鄭成功の艦隊は、オランダ側が予想しなかった鹿耳門(ルーアーメン)の浅瀬水路から台湾に上陸しました。この水路は通常の大型船が通れない浅瀬でしたが、鄭成功は満潮の時間を計算して突破に成功します。不意を突かれたオランダ軍は台江内海に展開した鄭成功の大軍に圧倒され、プロヴィンティア城(赤崁楼、現在の台南市中心部)はわずか数日で陥落しました。
しかし、オランダ人が最後の拠点としたゼーランディア城は堅固な西洋式要塞であり、その攻略は容易ではありませんでした。鄭成功は城を包囲し、長期の兵糧攻めに持ち込みました。オランダ側はバタヴィア(現在のジャカルタ)に援軍を要請しましたが、十分な支援は届きませんでした。
ゼーランディア城攻略 ── 9ヶ月の包囲戦
ゼーランディア城の攻囲戦は約9ヶ月に及びました。オランダ側の指揮官フレデリック・コイエットは約600人の守備兵と城内の住民で防戦しましたが、食糧と弾薬の不足に苦しみました。鄭成功は圧倒的な兵力の優位を活かして城の周囲を完全に封鎖し、海上からの補給路も遮断しました。

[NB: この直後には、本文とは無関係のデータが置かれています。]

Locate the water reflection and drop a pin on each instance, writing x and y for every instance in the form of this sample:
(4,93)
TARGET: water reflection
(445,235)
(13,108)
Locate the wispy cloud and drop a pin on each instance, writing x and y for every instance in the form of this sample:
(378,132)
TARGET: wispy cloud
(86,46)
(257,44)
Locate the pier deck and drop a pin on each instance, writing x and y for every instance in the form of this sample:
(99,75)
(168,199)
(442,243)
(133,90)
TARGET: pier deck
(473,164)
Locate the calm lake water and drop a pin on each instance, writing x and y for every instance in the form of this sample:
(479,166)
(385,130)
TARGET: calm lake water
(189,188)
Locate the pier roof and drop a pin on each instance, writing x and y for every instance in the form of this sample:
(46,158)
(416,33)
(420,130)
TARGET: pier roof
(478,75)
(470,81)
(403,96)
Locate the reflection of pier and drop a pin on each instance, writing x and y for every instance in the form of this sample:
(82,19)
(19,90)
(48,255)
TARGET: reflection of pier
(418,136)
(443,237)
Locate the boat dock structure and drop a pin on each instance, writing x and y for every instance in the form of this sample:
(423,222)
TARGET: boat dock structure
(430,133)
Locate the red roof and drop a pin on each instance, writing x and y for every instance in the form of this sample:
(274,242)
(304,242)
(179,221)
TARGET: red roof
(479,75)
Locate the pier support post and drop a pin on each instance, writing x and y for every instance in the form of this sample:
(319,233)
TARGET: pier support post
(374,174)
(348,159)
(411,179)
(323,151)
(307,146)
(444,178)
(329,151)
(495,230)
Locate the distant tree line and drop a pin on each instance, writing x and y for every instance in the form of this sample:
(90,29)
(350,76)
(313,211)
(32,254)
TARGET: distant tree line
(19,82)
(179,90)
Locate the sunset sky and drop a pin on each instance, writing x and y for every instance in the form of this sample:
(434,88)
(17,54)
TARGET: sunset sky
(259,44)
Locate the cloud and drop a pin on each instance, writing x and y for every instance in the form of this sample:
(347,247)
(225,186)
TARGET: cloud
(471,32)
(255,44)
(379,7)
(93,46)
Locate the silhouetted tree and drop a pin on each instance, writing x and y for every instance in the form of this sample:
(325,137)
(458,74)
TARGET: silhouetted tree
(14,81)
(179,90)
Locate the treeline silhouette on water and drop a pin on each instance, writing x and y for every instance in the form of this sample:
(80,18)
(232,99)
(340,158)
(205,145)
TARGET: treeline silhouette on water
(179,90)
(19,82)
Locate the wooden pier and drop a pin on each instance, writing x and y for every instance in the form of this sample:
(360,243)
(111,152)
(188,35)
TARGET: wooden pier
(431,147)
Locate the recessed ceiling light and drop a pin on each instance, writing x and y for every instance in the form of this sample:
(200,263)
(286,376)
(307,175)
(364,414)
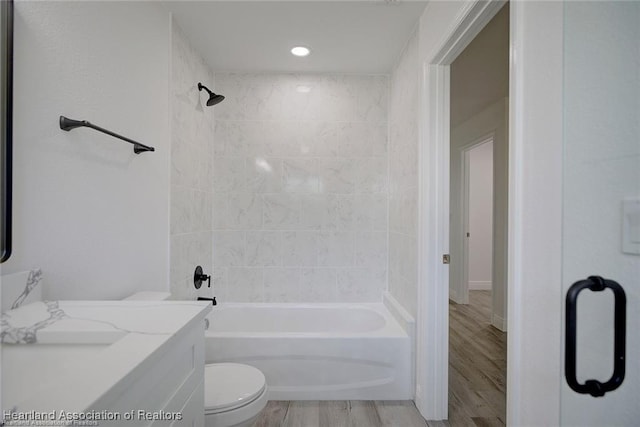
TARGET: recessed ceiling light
(300,51)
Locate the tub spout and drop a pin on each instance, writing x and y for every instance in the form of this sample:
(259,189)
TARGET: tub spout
(213,300)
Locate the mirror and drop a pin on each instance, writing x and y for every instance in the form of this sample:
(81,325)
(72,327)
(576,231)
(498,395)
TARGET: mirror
(6,99)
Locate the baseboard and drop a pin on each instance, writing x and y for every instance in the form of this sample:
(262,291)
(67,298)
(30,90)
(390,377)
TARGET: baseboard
(406,320)
(480,285)
(499,322)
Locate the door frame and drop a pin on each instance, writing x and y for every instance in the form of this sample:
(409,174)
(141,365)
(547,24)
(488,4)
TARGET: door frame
(459,243)
(432,343)
(534,369)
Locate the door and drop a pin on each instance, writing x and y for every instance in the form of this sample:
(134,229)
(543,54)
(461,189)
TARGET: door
(601,214)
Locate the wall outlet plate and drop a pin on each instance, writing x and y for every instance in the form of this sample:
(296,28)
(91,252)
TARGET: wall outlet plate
(631,226)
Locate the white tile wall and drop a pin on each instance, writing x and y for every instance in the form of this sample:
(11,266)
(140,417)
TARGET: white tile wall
(192,132)
(300,187)
(403,178)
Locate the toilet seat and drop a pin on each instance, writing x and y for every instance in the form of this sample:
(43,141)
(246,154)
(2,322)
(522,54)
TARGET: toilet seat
(230,386)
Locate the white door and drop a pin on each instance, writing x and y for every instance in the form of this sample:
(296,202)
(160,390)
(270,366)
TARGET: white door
(601,214)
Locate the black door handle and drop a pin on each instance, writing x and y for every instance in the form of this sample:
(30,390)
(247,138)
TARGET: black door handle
(594,387)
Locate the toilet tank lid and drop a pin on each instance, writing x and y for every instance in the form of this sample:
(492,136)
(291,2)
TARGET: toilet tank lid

包囲戦の間、オランダ兵の中には脱走して鄭成功側に投降する者も現れました。彼らの中には、城の弱点を鄭成功に教えた者もいたとされています。1662年2月1日(旧暦1661年12月)、ついにコイエットは降伏を決断し、鄭成功との間で降伏条約が調印されました。オランダ人は城内の私有財産を持って台湾を退去することが許可され、38年間にわたるオランダの台湾支配は終焉を迎えました。

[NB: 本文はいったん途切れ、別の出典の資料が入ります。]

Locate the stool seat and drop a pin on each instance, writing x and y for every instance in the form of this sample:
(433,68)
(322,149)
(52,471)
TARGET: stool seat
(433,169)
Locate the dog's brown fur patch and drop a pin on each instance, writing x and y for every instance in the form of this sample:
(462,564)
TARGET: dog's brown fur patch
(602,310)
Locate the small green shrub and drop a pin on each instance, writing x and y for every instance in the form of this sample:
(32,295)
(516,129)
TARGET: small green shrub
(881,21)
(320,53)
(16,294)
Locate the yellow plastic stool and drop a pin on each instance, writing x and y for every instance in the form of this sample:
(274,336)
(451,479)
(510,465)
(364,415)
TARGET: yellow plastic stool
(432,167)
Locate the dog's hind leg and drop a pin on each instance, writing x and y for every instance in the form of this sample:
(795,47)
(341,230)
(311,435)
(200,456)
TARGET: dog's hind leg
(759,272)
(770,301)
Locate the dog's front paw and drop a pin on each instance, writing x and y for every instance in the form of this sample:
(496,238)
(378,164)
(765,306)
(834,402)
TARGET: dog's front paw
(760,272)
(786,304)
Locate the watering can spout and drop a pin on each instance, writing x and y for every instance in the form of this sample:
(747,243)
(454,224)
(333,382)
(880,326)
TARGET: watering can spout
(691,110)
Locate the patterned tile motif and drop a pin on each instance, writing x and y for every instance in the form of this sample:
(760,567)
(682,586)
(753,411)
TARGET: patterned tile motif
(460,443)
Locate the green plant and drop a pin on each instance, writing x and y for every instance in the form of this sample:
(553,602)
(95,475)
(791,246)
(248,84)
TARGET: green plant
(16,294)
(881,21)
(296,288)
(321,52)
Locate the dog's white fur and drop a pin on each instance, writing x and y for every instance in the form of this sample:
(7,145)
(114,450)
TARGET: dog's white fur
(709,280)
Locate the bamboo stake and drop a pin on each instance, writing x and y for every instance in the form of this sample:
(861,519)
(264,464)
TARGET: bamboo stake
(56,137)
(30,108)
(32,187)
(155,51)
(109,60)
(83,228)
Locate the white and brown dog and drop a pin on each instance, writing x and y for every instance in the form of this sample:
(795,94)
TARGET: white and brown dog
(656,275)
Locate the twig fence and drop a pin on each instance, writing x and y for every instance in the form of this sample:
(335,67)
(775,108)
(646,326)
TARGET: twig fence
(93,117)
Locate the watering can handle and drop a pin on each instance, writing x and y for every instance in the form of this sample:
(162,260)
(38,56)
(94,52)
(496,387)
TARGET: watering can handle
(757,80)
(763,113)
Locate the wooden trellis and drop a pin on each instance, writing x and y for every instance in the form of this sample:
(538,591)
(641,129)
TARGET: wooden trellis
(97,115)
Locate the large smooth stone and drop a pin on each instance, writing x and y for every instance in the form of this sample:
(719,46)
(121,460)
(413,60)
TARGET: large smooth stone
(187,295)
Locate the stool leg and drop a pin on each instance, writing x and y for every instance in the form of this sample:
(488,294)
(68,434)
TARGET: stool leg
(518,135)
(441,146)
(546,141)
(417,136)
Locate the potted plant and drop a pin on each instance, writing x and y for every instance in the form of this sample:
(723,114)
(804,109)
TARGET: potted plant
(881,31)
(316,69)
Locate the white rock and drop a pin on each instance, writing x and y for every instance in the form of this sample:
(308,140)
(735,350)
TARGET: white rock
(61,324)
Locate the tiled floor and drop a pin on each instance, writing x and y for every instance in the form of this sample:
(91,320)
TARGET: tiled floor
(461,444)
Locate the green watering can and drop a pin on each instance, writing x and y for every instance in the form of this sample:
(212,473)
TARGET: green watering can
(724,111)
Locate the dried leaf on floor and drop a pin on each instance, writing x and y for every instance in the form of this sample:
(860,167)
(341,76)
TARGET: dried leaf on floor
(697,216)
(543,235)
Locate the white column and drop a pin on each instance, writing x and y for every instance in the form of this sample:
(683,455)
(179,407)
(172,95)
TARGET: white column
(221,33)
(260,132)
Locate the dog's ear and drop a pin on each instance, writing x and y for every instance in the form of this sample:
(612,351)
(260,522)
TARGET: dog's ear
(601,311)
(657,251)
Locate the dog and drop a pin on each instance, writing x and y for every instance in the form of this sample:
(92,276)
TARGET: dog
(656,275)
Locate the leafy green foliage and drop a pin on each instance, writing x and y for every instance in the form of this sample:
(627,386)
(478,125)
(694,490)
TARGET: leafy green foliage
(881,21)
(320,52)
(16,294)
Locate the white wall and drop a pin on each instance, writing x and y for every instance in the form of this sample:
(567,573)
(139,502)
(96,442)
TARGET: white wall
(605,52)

この勝利により、鄭成功は台湾をヨーロッパ植民地勢力から解放し、漢人政権を樹立しました。鄭成功は台湾を「東都明京」と改称し、承天府と二県(天興県・万年県)を置いて統治体制を整えました。台湾は「反清復明」の最後の拠点となったのです。
オランダ東インド会社の台湾喪失
オランダ東インド会社(VOC)にとって台湾の喪失は大きな打撃でした。台湾は中国・日本との貿易の中継基地であり、砂糖・鹿皮の輸出で莫大な利益を上げていました。コイエットは帰国後、バンテン島に流刑に処されました。VOCは台湾を奪還するために清朝に接近し、鄭氏政権との戦いで清朝と協力する道を模索しましたが、台湾の回復は実現しませんでした。鄭成功の台湾攻略は、ヨーロッパ植民地勢力がアジアの軍事力によって駆逐された最初の大規模事例であり、世界史の転換点の一つです。
台湾経営と鄭氏政権 ── 反清復明の最後の砦
鄭成功は台湾を手に入れましたが、その偉業を完成させる間もなく、1662年6月23日にわずか38歳で急死しました。死因については諸説あり、マラリアとする説、南京攻略の失敗と息子の不行跡への心労による病死とする説があります。大陸回復の夢を果たせぬまま世を去った鄭成功の無念は計り知れません。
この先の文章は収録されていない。